2014 Campbellian Anthology

Page 190

by Various


  “I think I found what you were looking for, Grandma.” It was amazing how much he looked like a young George when he smiled. Taller, thankfully for him, and with a strange lop-sided haircut, but with the same rakish confidence that she had so admired. She returned the smile. She hadn’t really thought there would be anything to find, but it had been worth a shot.

  “There are a bunch of compartments all over the tree house, but most of them are still filled with toys and baseball cards and stuff. Anyway, I remembered that one time my cousin Joseph was chasing me ’cause he wanted my Steve Austin action figure. I didn’t know where to put it that he wouldn’t find it. I was almost to the top when I realized that the metal struts that support the crow’s nest are hollow, if you have something to pry them open with. I had my pocket knife with me. The first one I opened had something wedged in it, so I stashed Steve Austin in the second one until Joseph went home. Never thought to look at what was in that first one until now.”

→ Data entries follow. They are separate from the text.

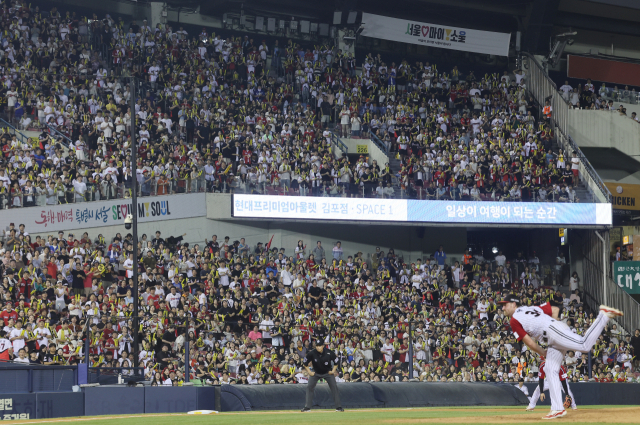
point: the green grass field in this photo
(448, 415)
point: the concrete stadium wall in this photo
(110, 400)
(383, 394)
(600, 129)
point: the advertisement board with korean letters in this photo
(407, 210)
(432, 35)
(83, 215)
(624, 196)
(626, 274)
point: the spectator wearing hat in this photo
(325, 366)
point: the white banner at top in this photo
(445, 37)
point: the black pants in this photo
(311, 386)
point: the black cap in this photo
(509, 299)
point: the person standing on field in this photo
(540, 324)
(325, 366)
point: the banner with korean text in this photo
(409, 210)
(445, 37)
(52, 218)
(626, 274)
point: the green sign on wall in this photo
(627, 275)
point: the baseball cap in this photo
(509, 299)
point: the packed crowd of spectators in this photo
(220, 114)
(251, 312)
(602, 98)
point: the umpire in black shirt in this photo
(325, 364)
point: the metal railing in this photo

  With a flourish, he produced a blueprint tube from behind his back. “I opened it to make sure there was something in it—there is—but I didn’t look at what’s inside.”

  She tried to keep her voice from quavering. She hoped the others would stay away from the room a little longer. “Shall we?”

  Ray slid the rolled paper out, laying the drawing across George’s legs.

  “George, we’re looking at the blueprints you hid.” She thought it was only fair to explain what was going on.

  This was the same prison he had drawn on the butcher paper. Done on proper drafting paper, and more detailed, but still with an unfinished quality. He wouldn’t have been allowed to bring the actual plans home; he must have sketched it again later. Her eye roved the paper, trying to understand the nuances of the horrible place. She had seen enough of George’s plans that they rose from the paper as fully formed buildings in her mind.

  “It’s the same,” she said, but as she said it, she caught the flaw that she had missed in the cruder drawing. She looked closer, but there was no mistaking it. In this all-seeing prison, a small blind spot. To her knowledge, George had never made an error on a blueprint. Had he done the same thing on the original? Had anyone else noticed, in the engineering or the construction? She had no way of knowing if this sketch was true to the thing that had been built, or if he had changed the design in retrospect. She could still only guess at what to say to ease his mind.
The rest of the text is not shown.